The website says Balkenbrij in Limburg “is a delicacy that should not be absent from any Christmas breakfast, and to make it without blood is unthinkable.” Ok, so that made it into our family – no Christmas breakfast at home is without goetta. Balkenbrij was so popular in the old days, that during Lenten fasting, a meatless variety was made with pork stock. After being poured in loaf pans and gelled, the delicacy is cut in 1 cm thick slices and pan fried, ususally in ox fat, the staple fat of the region, until ‘brown and crispy.’
Limburger balkenbrij, made with pig’s blood.
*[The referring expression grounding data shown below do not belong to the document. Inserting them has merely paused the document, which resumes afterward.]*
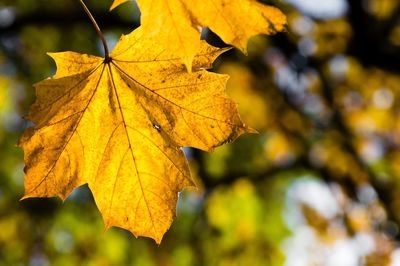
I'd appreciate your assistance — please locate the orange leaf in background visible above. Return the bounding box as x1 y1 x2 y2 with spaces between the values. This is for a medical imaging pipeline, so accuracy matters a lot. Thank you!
110 0 287 70
18 27 249 243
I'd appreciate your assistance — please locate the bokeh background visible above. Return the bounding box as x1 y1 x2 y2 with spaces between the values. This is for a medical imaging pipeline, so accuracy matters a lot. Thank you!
1 0 400 265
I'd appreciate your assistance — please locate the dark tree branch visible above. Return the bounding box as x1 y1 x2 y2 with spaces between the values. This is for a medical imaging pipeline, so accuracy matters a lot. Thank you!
347 0 400 73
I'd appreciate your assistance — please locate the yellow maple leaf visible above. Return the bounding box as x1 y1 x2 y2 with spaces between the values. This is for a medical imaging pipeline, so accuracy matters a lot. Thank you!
110 0 287 70
18 27 249 243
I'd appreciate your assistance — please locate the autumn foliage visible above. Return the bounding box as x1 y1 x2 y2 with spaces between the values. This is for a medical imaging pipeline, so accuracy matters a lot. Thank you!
3 0 400 264
17 0 286 243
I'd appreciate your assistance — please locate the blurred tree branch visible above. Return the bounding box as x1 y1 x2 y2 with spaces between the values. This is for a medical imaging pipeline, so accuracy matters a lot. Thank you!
347 0 400 73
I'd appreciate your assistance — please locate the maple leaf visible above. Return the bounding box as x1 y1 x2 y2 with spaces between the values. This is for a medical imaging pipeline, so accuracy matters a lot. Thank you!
18 27 250 243
110 0 287 70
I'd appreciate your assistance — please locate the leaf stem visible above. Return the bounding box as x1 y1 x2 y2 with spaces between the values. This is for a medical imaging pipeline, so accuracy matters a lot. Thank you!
79 0 110 60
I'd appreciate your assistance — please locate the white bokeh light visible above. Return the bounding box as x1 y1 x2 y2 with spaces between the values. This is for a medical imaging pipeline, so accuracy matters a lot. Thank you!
285 0 348 19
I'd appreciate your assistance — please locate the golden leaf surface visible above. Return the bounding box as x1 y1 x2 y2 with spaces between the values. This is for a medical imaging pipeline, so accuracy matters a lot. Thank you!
18 28 249 243
110 0 287 70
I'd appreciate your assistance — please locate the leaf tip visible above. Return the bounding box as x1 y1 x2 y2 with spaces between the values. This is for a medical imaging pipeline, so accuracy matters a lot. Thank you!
58 193 69 203
19 195 29 201
186 179 197 190
104 223 111 232
245 125 258 134
154 236 163 245
238 46 249 56
109 0 130 11
46 52 58 61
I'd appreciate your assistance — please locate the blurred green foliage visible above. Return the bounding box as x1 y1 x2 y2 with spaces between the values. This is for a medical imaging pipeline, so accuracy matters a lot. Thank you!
1 0 400 265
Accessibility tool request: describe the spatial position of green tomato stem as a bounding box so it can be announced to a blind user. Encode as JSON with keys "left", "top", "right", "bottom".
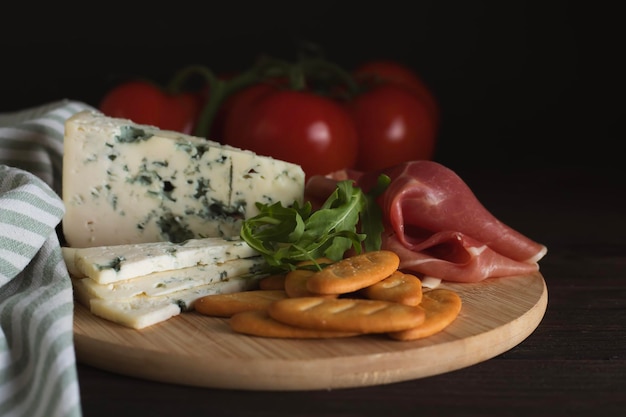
{"left": 297, "top": 57, "right": 361, "bottom": 98}
{"left": 165, "top": 64, "right": 223, "bottom": 139}
{"left": 170, "top": 55, "right": 359, "bottom": 139}
{"left": 192, "top": 58, "right": 295, "bottom": 139}
{"left": 166, "top": 64, "right": 215, "bottom": 95}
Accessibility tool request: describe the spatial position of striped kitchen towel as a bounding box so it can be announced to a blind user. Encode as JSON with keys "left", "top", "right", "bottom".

Balkenbrij is also eaten in variation in the two provinces that border Limburg. Gelderland, to the east doesn’t use blood. But they do sweeten it up with the use of raisins, currants, or other local sweet berries. Their sweeter variety is served with sugar, or a sweet syrup called treacle, over pancakes. The more savory Limburg version is served, like goetta, as a meat substitute, and with a good rye bread.
Gelderland balkenbrij, made without blood, and with raisins and currants.
The rural farm province of Brabant to the east, makes a much simpler version, probably because of the expense of the spices. In Germany, across the border from Limburg, pearl barley instead of buckwheat or rye, is used in their variant of balkenbrij, which is called Moppkenbrot.
Brabant is where the famous Dutch impressionist Van Gogh was raised and started his career. Although the majority of his famous paintings are in the Van Gogh Museum in Amsterdam, he spent the 1880s sketching the rural farmers – the balkenbrij eaters – of Brabant. His first masterpiece, the Potato Eaters, shows a family of Brabant farmers sitting to a modest dinner. That painting should really be named the Balkenbrij Eaters! A local Van Gogh tour in Brabant has a day of regional cooking of the days of Van Gogh, with regional chefs, and it features balkenbrij. So, Van Gogh subsisted on this wonderful grain sausage as he built his illustrious career.
Van Gogh’s first masterpiece, The Potato Eaters, painted in balkenbrij country of the Dutch Brabant province.
Today, according to the website, there are only 50 butchers in Gelderland that make balkenbrij, and 20 or so in Limburg and Brabant combined. A 1995 campaign in the Netherlands, called “Tafelen in Nederland,” (Dining in the Netherlands) tried to revive regional home cuisine, like balkenbrij, with the younger generations, serving elevated dishes like “wild boar and balkenbrij in puff pastry.” But sadly, interest in balkenbrij in the Netherlands is decreasing, because like goetta, it is a long, laborious, many hours process to make.
And, balkenbrij made it to America in the large areas of Dutch immigrants in and around Holland, and Zeeland, Michigan, where it’s eaten in an Americanized form on a small scale.
So now whenever I hear anyone look down on goetta as poor man’s food -that it uses all the cheap organs and bad parts – I can point to one of it’s ancestors, balkenbrij, and how it fueled the career that launched million dollar paintings.